Located in the heart of Silicon Valley, Zenfolio is the premier global photography service used by professionals and enthusiasts to display and sell their work online. Zenfolio’s robust set of state-of-the-art features are available via monthly or annual subscription plans and include everything photographers need to showcase their portfolio, attract clients, and grow their business.
Zenfolio’s platform is built upon a combination of .NET applications served by IIS web servers and Microsoft SQL Server databases as well as an IBM private cloud solution for object storage. Logging all of these components was traditionally performed by storing log data on databases and fetching relevant information when necessary.
With the growth of the business and to facilitate more efficient troubleshooting reduced MTTR, the company began searching for a more centralized solution. Zenfolio’s initial attempts to deploy an in-house ELK deployment did not succeed because the sheer amount of data being shipped created too much of a load on the stack.
Quickly realizing that maintaining an in-house ELK deployment would eventually consume too many resources, both human and machine, Zenfolio began looking for a reliable hosted ELK solution. As Brian Tomlin, Senior Director of Development at Zenfolio, put it: “We wanted a hosted ELK solution that would scale automatically and not break as the data grew. We simply did not want to have to worry about handling it. Logz.io fit the bill.”
Since Zenfolio had already been shipping logs into their ELK Stack, the process of moving to Logz.io was easy.
Application logs are outputted to a JSON file, which is then shipped into Logz.io using Filebeat. IIS web server access and error logs are also shipped using Filebeat for tracking web transactions.
Zenfolio uses Logz.io extensively for querying the log data. These queries give the company the visibility that they once lacked, helping the various teams quickly identify and troubleshoot issues by drilling down into specific log messages and fields.
When users of the platform report an issue, the Customer Support team conducts research into the specific issue being reported, identifying patterns within the data or specific requests, before escalating to the development team. With this data, developers can quickly identify the root cause of the issue and resolve it.
For example, when a third-party application using the Zenfolio API reported that users were complaining of issues with the application, a dashboard was created in Logz.io to identify and resolve the specific errors being thrown by both the third-party application and the Zenfolio API.
Zenfolio uses Logz.io to monitor not only the general health of the application but also suspicious activity.
Earlier this year, after having just started to use Logz.io, the operations team identified performance issues with the platform. Taking a look at the logs, the root cause of these issues was quickly identified — an exceptionally high number of requests to the servers was causing the bottleneck.

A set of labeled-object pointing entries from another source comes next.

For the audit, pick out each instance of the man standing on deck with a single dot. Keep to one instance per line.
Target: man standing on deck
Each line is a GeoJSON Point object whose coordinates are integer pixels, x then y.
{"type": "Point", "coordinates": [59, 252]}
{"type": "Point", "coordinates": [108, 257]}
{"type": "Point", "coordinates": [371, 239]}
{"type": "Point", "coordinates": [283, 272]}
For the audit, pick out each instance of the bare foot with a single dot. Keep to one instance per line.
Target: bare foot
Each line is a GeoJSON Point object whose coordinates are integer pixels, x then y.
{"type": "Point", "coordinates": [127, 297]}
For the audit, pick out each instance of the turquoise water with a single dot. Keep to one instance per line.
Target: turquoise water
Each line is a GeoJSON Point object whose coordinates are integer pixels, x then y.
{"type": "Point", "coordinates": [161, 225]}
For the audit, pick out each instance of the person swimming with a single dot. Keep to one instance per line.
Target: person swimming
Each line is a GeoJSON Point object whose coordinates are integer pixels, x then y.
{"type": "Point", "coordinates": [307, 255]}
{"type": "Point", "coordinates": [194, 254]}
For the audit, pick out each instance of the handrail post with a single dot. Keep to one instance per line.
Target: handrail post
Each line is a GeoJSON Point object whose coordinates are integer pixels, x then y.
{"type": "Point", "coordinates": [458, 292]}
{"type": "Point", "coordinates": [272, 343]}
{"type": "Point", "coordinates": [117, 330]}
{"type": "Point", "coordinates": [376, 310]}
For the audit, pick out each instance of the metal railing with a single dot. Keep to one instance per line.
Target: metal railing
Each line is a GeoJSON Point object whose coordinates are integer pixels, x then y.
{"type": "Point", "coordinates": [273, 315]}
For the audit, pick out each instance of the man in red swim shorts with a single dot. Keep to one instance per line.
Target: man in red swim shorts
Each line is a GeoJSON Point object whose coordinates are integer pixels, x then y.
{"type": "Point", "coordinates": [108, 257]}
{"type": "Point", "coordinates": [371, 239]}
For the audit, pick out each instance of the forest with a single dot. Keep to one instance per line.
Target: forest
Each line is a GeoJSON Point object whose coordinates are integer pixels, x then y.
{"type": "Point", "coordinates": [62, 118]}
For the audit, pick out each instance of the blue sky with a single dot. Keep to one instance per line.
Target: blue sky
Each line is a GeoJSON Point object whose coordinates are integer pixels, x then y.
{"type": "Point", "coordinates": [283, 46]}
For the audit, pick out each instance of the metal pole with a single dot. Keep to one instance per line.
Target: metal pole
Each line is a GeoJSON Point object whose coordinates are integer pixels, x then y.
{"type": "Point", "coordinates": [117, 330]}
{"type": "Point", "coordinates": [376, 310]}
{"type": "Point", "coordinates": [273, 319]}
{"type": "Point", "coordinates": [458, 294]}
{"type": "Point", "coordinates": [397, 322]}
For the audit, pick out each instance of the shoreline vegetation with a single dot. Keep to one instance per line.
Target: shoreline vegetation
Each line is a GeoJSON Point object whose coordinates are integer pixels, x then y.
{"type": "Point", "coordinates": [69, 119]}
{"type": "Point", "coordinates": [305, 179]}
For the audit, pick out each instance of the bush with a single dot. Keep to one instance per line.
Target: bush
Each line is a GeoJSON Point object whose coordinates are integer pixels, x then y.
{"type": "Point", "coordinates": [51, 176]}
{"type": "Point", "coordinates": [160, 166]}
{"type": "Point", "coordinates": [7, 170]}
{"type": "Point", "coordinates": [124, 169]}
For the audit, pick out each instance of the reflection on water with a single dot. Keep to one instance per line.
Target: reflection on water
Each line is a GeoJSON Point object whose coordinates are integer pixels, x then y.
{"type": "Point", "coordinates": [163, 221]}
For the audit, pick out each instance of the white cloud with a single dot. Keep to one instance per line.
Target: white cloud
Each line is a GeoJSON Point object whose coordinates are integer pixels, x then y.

Drilling down into the log data revealed a pattern in the requests, with specific IPs sending similarly constructed requests. It was obvious to the team that this meant a DDoS attack was taking place. Since the pattern revealed a specific country of origin for the requests, the steps to mitigate the attack involved both blocking specific IPs and some firewall configurations.
Zenfolio has also been successful in using Logz.io to identify crawling activity by bots and attenuate the resulting loads on the platform. In one case, log data revealed bot activity instigated by Yandex, the Russian search engine company. Zenfolio subsequently managed to follow the crawler documentation and instruct the Yandex bots to throttle their crawl rates, thus reducing traffic loads on the Zenfolio servers.
Today, the customer support team, the operations team, and the entire development team at Zenfolio use Logz.io on a daily basis to log over 60 GB of log data being generated by 40-50 servers.
The main benefit of using Logz.io has been 24/7 visibility into the platform’s log data. Whereas in the past the process of fetching the correct logs, analyzing them, and eventually identifying errors was extremely time consuming and inefficient, now log aggregation and analysis has become faster and reliable. This efficiency has proved itself in the past and continues to do so, helping the team resolve issue more quickly, monitor the health of the services, and identify security incidents on time.
Brian Tomlin sums it up:
“What Logz.io has allowed us to do is reduce time to resolution, improve customer support, and ultimately make our customers happier. The amount of work needed to identify and solve issues has been reduced by five times at least.”